The cheapest NFTs in Sagan’s collection are currently on sale for 2.3 ETH – around US$3,600 at today’s prices. The Tour of California and ‘Nature is Beautiful’ NFTs you saw above are both available for 7.5 ETH (US$11,950), while the Doha Worlds piece is 100 times that price: 750 ETH, or a cool US$1.2 million. No, that’s not a typo.

Believe it or not, that’s not even the most expensive NFT in the Sagan collection. That honour belongs to a piece called “Champagne” inspired by Sagan’s first Tour de France stage win, in his first Tour, and his first day in the green jersey.

Image: OpenSea. Artist: Patrick Green

As with all pieces in the Sagan collection, buying this NFT gives you access to the biometric data from that stage. But with this one, you get more.

“The owner of this artwork will actually OWN this data, not just have a license for it,” according to Fuerza. “Along with this, [we] will also include lessons from [Fuerza founder] Hunter Allen to explain the power file in depth, how to use the WKO software that best analyzes the data and is also available for the Fuerza experiences.”

The current price on the ‘Champagne’ NFT? A positively effervescent 7,474 ETH. That’s around US$11.9 million. Yes, you read that right.
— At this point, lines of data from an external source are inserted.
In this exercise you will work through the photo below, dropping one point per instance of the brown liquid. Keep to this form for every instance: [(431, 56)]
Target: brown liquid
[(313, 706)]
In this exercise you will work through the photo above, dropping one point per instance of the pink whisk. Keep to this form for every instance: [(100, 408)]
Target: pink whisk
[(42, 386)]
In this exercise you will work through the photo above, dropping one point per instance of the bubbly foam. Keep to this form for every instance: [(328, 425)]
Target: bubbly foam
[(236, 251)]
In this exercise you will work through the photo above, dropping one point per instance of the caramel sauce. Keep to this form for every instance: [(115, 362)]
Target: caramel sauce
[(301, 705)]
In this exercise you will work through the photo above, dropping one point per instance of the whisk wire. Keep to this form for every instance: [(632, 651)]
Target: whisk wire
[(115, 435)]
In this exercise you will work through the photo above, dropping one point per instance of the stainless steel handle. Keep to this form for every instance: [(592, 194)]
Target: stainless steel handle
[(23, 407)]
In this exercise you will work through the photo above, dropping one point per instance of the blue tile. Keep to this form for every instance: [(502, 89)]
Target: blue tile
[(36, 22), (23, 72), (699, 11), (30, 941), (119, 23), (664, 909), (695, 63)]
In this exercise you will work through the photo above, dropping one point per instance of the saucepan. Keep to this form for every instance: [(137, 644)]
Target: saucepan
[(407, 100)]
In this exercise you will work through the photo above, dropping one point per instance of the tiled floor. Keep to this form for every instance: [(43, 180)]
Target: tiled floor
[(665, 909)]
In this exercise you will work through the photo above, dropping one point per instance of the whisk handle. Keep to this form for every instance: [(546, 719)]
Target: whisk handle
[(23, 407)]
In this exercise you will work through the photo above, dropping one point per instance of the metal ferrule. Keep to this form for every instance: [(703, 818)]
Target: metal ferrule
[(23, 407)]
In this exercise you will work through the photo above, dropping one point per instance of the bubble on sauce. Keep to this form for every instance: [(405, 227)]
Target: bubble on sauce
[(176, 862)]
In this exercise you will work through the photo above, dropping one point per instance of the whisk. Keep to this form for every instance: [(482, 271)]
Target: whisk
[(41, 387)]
US$11.9 million.


A charitable explanation for this whole endeavour might be that Sagan (or more likely his management team) was approached by Fuerza and figured there was no harm in getting involved.

The work from their end would have been minimal: help suggest which races should be featured, send over some data files, and then make a percentage of every NFT sold.

A less charitable explanation: Sagan and co. got greedy and jumped on the latest tech bandwagon without realising how poorly received NFTs have been in cycling (if not more broadly).

Most won’t care about Sagan’s venture into the NFT space. A select few might be excited by the opportunity to pick up some Sagan-themed digital art. A good percentage, though, will say this venture has tarnished Sagan’s reputation somewhat. As we’ve seen, it’s probably already lost him some fans.

Who knows whether any of that matters to Sagan. Perhaps this venture will prove to be lucrative enough for the 32-year-old that any blowback will be inconsequential. But the early signs aren’t great. Since launching on the OpenSea NFT marketplace at the start of July, it seems Fuerza is yet to receive an offer on even one of its 1,500 NFTs.